For one thing, there is no way to watch this video on the Titan LED websites (they have two). The video link on one site is broken and there’s not even a video section on the other. The only way we found this video was by visiting the Titan LED Facebook page. It’s great that the video is on social, but it needs to be on the website too, since 80% of website visitors will watch a video, while only 20% will read written content.

Ok, so Titan doesn’t have a video section on their website. Big mistake, but at least I can go to their YouTube channel and see their other quality video content, right? Wrong. Titan LED’s videos are currently housed on at least two different accounts, which divide the attention of their viewers and require more maintenance effort from their team for fewer results. And we cannot ignore that one of these accounts appears to be a personal YouTube channel that includes one or two Titan LED videos alongside videos of “Glenda’s 60th Birthday Surprise Party,” “the bestest Baby in the whole world,” and other home videos. Being family oriented is awesome (and no joke, that baby is CUTE), but this content is not exactly relevant to their potential clients and could be distracting or even confusing. It’s best practice to consolidate all your video content on a single YouTube channel—and to have that channel fully dedicated to your company videos.
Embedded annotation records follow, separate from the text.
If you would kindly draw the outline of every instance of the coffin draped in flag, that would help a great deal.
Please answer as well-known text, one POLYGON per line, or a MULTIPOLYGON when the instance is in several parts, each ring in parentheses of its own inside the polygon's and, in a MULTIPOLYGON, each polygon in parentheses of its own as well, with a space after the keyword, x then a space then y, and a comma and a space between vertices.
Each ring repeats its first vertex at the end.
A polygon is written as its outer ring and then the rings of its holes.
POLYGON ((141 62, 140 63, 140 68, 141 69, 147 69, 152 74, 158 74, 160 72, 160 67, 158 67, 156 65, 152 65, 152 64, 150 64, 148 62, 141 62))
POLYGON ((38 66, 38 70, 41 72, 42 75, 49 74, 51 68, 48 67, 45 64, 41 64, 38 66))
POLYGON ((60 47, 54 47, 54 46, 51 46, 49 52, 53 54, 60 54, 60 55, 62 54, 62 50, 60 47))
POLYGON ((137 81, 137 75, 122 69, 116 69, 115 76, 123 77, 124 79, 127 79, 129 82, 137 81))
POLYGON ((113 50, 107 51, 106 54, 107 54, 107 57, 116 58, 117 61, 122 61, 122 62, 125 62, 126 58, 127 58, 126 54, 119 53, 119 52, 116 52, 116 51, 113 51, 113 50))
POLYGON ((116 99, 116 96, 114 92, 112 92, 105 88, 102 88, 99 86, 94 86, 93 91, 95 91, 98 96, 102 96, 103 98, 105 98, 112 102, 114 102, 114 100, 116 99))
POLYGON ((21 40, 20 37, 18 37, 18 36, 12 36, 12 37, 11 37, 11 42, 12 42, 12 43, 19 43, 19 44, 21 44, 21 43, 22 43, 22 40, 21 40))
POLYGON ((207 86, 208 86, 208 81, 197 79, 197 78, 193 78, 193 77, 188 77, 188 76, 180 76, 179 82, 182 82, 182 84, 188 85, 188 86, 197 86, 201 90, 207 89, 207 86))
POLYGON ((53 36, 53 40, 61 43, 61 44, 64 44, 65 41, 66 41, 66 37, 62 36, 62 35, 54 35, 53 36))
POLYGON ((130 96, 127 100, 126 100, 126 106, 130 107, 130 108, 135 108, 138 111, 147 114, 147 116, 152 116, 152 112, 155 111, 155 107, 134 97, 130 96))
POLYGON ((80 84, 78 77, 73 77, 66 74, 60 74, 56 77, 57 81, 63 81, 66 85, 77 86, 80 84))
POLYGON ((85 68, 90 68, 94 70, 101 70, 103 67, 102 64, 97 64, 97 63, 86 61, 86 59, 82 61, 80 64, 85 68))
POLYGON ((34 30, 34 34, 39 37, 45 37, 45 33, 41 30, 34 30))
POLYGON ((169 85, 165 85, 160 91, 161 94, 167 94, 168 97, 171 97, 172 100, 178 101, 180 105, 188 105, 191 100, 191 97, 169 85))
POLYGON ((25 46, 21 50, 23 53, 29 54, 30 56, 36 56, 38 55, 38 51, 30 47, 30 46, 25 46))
The Titan LED video has great style and we can’t get enough of “Ryan.” This indicates to us that this video content, properly promoted, would be especially valuable to them in their lead generation and sales efforts. As evidenced by the stats we laid out in the beginning, video content in general is highly valuable and even lower quality video will deliver some value. Good video content (like Titan LED’s) is a major asset. But without a video content editorial calendar and promotion strategy, that value is squandered. We’d love to see their future great content rolled out with a stronger promotion strategy behind it.

Lesson to be learned? “Content is King”—but if it exists in obscurity, there is no kingdom for it to rule over. No matter how great and shareable your content is, if no one finds it, no one will share it. Just creating content is not good enough—you need a strategy that gets your quality content into the field of vision of your target viewer. Only then will your content drive leads and conversions.